The reason I do not think that a slowdown in hiring is a negative is that many businesses do not necessarily require new employees to increase revenues and profits. A supermarket needs more cashiers, for example, as sales volume grows. But for other businesses like mine, I need another computer and more speed from my Internet connection. A medium-sized manufacturing or food-processing company might find it more cost effective to upgrade its machinery for use by better, more experienced employees rather than to hire more warm bodies.
The heart of the Grant Thornton survey though is business optimism. For the second quarter of 2012, local businesses are the 2nd (behind Peru and tied with Chile) most optimistic in the world regarding the local economy. The Philippines score was 90 versus 23 for Asean and globally.

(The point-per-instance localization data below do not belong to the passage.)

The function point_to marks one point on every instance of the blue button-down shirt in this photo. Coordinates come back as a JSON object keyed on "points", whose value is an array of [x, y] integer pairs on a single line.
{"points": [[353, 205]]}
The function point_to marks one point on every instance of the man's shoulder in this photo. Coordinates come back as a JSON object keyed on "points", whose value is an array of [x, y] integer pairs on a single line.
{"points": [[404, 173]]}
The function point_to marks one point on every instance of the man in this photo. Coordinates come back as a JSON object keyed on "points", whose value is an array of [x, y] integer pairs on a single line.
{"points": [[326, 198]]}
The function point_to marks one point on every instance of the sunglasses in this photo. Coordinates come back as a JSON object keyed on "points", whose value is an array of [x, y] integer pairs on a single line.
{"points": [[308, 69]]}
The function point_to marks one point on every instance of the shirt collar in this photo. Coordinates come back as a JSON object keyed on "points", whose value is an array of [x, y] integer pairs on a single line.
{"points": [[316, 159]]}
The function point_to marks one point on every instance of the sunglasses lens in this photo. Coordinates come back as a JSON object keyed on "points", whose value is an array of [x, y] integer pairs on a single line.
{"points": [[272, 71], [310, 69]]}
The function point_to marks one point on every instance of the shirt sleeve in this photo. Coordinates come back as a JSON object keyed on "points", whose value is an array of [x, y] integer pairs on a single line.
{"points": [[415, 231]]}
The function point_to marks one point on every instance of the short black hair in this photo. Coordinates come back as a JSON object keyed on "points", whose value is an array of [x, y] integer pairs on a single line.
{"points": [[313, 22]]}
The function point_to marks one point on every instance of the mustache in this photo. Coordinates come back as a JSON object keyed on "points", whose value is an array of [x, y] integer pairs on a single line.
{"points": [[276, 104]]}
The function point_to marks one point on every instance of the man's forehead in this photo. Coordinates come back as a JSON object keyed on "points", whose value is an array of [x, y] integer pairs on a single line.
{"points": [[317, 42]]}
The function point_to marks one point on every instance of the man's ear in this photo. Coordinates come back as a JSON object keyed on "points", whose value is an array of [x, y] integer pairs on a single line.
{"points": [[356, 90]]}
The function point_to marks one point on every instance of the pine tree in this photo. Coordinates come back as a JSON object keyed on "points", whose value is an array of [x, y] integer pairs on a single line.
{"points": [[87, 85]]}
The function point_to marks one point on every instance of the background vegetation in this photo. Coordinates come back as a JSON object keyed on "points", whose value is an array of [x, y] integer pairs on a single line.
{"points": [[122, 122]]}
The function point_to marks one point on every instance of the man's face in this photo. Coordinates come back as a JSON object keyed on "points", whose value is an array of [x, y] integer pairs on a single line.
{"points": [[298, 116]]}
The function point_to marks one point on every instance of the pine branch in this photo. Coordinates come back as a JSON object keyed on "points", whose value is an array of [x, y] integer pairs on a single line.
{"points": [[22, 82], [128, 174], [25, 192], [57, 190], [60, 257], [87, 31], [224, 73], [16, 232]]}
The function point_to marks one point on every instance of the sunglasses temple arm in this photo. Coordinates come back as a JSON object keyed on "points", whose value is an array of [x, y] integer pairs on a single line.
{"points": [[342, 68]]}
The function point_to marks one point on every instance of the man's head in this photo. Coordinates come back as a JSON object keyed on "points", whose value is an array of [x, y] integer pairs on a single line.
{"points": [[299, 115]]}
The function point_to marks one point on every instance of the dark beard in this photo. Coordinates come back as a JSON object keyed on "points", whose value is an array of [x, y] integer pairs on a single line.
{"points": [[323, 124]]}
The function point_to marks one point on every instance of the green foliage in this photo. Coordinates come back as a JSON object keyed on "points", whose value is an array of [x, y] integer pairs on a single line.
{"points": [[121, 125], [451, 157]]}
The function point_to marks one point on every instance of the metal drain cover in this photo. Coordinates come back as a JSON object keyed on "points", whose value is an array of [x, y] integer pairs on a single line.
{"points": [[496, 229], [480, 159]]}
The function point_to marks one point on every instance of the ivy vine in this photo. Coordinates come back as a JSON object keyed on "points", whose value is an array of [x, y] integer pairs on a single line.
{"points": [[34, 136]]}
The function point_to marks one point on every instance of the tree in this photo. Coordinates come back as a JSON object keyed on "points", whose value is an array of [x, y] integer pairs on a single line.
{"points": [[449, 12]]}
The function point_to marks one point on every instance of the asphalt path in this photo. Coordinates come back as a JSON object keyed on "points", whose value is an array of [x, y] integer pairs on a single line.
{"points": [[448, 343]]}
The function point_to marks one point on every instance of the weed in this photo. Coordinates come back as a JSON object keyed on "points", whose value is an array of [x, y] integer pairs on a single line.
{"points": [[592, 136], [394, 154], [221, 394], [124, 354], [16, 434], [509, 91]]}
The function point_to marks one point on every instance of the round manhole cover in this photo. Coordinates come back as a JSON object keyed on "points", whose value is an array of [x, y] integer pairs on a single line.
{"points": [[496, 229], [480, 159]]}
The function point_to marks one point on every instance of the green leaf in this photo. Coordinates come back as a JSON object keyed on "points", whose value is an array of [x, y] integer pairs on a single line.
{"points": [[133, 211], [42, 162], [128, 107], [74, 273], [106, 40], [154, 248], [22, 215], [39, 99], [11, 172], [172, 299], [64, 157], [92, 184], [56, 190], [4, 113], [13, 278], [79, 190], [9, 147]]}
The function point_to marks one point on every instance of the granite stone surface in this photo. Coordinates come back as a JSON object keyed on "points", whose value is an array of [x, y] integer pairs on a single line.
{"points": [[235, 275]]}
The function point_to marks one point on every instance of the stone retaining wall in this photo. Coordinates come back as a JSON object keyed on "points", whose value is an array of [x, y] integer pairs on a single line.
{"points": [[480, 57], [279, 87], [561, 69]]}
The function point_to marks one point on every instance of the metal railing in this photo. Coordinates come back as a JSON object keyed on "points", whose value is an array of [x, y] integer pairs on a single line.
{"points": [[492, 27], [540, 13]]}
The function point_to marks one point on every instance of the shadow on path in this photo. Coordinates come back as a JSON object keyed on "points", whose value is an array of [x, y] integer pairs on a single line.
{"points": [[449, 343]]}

The constraints and hindrances to doing business range from IT infrastructure to the shortage of long-term finance. However, about 75 percent of all the local businesses surveyed did not see any major constraints to business. While 22 percent said they had a problem with having enough working capital, that means 78 percent did not have that problem. Worry about a shortage of long-term financing was a concern for 18 percent, 82 percent did not have that worry. See what I mean?
Forty percent of all businesses expect profits to be higher. Half are concerned about a drop in revenues. 40 percent expecting higher profits is certainly a reason for optimism. And the second percentage regarding a concern about dropping revenues is not true. It should be 100 percent. Every business owner I know, no matter how good business is today is always worried about future sales going down.
And about those salary increases, 25 percent of all businesses are worried about a skilled labor shortage.
Why are businesses so optimistic? All the gloom and doom for the last four years about the global economic catastrophe hitting the Philippines, the call-center business going back to India, and dropping overseas Filipino workers remittances, among other disasters, just have not happened and show little indication of happening in the reasonable future. While the debt typhoon pounds the rest of the world, let’s build businesses and make money in the storm-free Philippines.